Resuming the day at 311/4, England went on to make a mammoth 537 before being bowled out with three of their batsmen -- Ali (117), Joe Root (124) and Ben Stokes (128) -- hitting brilliant centuries.
In reply, India reached 63/0 at stumps at the Saurashtra Cricket Association Stadium here.
With the Indian spin trio of Ravichandran Ashwin, Ravindra Jadeja and Amit Mishra sharing six wickets in the first innings, Ali felt that the pitch offered good spin for the England's spinners in the 11 overs which he, Zafar Ansari and Adil Rashid bowled.
Ali, who traumatised the Indians with his gentle off-break during their 2012-13 tour, said England will need to hit the correct areas when they come in to bowl on the third morning of the match.
"They obviously played quite well towards the end. Thought there was good spin and nice reverse in the middle so that would be helpful tomorrow. The slower balls spun a bit more than the rest but the build up to that ball has to be good," he said after the second day's play.
"We need to bowl in the good areas and wait for the pitch of do the rest. Need to stay patient which is something Saqlain talks about as well," he added.

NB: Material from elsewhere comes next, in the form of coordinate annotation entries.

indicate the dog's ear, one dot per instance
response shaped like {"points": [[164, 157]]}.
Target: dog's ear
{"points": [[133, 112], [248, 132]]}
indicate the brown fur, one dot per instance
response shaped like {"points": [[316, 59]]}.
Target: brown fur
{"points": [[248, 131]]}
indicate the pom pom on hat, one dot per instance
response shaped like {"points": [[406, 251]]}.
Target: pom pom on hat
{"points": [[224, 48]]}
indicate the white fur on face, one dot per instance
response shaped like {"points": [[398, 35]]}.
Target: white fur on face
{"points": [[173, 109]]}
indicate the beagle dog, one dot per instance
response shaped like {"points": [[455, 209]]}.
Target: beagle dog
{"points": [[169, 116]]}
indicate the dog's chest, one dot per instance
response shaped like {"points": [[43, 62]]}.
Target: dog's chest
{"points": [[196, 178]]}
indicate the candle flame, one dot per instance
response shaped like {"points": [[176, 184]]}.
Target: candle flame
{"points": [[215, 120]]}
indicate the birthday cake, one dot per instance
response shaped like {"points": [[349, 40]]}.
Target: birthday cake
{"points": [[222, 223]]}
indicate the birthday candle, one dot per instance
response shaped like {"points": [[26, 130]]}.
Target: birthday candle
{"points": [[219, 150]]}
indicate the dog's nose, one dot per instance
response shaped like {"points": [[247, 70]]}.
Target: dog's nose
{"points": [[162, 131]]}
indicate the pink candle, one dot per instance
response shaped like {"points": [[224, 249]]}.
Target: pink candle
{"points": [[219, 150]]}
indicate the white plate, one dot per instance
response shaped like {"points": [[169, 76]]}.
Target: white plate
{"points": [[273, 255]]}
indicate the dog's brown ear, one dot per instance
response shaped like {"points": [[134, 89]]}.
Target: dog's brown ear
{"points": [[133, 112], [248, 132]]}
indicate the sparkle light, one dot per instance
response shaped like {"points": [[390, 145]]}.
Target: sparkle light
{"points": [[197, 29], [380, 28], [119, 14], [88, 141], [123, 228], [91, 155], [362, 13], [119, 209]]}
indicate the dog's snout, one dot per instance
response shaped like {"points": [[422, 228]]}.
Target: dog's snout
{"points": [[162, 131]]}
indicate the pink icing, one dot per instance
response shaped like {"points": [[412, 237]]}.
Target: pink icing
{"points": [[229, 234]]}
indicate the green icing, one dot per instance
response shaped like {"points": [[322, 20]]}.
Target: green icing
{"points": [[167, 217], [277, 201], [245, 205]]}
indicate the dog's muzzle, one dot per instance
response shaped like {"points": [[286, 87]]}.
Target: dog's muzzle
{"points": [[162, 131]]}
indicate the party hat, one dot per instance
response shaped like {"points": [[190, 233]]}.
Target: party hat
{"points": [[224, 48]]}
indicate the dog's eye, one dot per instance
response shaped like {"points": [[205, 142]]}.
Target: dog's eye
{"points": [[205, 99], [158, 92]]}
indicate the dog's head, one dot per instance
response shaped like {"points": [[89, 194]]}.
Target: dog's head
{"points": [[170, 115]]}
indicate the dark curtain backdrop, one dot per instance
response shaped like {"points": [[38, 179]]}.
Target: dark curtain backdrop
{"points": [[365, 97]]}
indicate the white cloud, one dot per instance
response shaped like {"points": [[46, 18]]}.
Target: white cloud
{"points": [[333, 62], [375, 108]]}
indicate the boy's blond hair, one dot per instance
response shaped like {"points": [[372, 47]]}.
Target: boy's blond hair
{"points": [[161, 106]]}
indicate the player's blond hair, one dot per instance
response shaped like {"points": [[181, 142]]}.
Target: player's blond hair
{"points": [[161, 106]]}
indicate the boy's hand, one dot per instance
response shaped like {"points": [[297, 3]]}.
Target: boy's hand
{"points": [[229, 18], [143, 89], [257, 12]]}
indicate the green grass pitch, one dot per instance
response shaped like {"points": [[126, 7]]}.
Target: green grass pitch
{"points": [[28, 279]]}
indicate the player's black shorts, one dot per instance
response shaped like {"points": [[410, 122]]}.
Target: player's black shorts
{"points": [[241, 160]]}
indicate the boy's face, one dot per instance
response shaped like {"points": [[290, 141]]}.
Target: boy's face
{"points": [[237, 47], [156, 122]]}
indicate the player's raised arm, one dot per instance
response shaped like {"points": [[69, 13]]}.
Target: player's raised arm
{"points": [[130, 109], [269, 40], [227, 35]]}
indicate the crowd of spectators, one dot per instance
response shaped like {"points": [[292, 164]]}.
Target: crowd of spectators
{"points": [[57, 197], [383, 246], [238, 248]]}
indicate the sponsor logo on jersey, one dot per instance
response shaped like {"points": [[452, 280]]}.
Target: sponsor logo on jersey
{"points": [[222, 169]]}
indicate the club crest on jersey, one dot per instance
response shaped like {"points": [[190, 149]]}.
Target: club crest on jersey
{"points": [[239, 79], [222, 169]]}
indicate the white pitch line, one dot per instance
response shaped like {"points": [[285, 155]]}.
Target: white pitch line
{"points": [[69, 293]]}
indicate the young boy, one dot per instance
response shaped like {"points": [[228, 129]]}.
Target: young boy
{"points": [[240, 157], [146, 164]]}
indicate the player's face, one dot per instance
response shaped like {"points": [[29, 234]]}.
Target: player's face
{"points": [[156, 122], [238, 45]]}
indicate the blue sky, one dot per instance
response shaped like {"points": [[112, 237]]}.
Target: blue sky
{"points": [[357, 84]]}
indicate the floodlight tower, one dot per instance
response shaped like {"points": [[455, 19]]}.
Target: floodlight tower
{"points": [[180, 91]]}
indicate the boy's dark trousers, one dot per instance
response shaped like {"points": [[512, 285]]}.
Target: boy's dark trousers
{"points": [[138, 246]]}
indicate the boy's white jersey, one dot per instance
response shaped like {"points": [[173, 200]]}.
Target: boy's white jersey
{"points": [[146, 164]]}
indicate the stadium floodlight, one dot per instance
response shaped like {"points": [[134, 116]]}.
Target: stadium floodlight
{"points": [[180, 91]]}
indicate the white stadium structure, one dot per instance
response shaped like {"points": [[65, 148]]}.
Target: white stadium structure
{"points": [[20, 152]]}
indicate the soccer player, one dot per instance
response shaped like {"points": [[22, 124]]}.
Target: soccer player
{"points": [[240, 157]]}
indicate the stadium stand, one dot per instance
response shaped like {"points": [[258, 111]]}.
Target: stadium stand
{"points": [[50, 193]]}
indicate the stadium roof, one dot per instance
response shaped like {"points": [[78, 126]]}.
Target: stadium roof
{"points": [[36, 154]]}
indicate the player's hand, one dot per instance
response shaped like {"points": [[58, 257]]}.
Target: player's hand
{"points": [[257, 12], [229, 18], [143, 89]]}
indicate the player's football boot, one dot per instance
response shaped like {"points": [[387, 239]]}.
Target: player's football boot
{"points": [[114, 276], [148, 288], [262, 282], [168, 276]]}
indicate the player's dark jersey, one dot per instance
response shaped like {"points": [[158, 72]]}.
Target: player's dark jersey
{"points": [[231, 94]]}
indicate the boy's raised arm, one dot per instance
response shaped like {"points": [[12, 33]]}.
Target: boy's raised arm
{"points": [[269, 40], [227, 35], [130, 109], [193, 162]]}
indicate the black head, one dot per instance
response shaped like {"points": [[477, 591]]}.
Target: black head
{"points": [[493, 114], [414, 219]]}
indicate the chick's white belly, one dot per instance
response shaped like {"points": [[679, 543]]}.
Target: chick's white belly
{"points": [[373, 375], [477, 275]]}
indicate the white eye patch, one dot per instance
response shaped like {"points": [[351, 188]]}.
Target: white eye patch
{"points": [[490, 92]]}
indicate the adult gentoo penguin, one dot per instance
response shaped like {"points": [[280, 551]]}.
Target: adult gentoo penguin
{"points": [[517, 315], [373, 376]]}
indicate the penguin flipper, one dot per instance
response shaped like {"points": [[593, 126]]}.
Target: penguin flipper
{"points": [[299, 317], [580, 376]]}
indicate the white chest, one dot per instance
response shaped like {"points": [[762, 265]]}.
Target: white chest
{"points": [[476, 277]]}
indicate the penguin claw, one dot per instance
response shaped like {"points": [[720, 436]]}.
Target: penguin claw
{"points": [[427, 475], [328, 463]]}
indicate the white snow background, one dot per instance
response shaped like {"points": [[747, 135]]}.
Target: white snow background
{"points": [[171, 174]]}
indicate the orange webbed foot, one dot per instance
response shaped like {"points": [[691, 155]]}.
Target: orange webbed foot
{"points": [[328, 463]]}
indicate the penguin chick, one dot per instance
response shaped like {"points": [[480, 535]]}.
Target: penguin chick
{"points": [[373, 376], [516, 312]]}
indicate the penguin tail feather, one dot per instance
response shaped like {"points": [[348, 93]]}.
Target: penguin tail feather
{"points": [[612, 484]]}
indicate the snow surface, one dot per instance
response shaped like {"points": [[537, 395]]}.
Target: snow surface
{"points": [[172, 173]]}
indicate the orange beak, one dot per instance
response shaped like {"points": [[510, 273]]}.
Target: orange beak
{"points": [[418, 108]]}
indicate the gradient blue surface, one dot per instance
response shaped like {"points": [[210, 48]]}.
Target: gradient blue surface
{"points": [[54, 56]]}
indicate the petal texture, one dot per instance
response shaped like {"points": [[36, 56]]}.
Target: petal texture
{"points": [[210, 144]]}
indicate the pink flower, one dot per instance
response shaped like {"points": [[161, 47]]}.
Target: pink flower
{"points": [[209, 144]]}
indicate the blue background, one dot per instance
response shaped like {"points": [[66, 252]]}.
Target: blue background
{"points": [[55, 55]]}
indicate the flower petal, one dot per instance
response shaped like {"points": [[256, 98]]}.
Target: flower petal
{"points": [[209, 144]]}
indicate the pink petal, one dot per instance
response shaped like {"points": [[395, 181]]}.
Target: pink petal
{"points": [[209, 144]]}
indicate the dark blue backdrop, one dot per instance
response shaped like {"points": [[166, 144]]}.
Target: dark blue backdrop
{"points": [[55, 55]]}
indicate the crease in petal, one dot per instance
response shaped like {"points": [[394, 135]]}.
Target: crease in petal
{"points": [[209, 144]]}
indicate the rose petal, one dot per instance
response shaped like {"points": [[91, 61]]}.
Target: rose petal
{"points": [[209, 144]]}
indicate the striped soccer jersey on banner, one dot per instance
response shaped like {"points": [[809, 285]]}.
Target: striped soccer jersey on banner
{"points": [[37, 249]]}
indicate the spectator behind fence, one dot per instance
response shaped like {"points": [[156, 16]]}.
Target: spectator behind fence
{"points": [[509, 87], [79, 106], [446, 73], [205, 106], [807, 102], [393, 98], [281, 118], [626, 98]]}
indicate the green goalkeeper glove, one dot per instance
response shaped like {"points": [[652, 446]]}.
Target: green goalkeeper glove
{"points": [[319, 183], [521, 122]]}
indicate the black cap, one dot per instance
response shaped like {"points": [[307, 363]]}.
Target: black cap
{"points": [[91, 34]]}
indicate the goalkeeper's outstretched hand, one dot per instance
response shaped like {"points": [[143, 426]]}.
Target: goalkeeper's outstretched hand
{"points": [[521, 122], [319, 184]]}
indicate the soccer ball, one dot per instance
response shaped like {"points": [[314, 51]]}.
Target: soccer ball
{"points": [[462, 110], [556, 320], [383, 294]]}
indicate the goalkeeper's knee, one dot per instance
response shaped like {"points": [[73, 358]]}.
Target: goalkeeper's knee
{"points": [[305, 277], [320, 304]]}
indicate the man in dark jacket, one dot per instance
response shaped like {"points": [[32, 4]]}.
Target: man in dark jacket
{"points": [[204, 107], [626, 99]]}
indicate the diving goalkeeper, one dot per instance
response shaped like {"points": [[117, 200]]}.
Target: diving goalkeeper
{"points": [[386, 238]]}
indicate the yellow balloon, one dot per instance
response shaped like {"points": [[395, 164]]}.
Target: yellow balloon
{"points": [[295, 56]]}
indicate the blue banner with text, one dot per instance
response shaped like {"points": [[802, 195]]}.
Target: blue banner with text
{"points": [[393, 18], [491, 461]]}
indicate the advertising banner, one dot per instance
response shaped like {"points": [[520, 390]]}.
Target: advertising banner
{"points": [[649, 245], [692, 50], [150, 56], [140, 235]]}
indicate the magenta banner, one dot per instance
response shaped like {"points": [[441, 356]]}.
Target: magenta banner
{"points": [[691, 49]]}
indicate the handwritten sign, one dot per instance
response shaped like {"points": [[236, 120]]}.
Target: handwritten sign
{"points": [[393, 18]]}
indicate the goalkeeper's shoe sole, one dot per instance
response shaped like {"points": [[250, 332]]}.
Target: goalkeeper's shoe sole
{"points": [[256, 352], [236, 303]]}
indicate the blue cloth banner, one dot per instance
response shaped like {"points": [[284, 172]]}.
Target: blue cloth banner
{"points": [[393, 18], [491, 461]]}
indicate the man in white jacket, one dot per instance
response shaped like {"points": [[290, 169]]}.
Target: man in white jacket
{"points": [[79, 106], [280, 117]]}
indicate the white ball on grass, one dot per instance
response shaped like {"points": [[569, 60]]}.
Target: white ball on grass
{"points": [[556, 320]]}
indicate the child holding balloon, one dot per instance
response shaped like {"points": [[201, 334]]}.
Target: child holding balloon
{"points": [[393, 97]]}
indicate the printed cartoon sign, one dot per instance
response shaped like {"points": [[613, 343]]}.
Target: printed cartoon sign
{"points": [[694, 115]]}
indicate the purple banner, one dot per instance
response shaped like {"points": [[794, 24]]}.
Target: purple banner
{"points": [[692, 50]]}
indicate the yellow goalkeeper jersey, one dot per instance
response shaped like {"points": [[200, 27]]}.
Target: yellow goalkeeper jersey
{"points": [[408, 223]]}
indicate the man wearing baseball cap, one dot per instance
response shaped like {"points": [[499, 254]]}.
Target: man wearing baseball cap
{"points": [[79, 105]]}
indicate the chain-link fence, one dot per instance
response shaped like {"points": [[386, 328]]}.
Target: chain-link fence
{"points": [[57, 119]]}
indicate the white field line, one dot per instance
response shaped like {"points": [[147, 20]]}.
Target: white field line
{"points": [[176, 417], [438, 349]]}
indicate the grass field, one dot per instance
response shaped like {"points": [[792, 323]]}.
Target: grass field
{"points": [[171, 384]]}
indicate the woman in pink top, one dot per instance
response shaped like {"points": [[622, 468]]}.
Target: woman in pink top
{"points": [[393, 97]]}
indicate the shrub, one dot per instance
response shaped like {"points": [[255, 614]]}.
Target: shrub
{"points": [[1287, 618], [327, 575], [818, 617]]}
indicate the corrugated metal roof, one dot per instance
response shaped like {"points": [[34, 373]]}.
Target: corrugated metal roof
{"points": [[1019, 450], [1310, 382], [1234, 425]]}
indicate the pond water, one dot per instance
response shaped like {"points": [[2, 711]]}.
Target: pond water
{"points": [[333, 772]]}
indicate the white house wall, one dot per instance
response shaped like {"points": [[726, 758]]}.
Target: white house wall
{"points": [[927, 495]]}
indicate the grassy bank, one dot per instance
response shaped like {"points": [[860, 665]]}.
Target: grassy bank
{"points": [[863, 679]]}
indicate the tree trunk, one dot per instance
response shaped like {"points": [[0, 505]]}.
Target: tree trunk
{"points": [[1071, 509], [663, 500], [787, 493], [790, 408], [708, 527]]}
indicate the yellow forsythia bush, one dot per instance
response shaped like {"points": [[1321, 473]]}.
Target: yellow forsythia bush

Ali, who was unbeaten on 99 at stumps on the opening day, went on to add another 18 runs to his name besides registering his career's fourth ton. The southpaw, however, conceded that he approached the knock with the team's cause in mind.
"Before going in to bat, I wasn't feeling great, I was feeling a bit lethargic. I wasn't moving my feet too well yesterday and the singles were there for me to take but I just played the situation," he said.
"I thought of getting it (century) yesterday but was happy to have got it today. I slept well, wasn't too fussed and was happy to contribute to the team's cause. There were times I wanted to have a hack but I have been trying to practice as much as I can."
The 29-year-old also praised his nemesis Mohammed Shami, who managed to break through the left-hander's defence.
"He was bowling well and I thought I needed to see him through. The mindset was negative probably but I find him (Shami) quite hard to face," he said.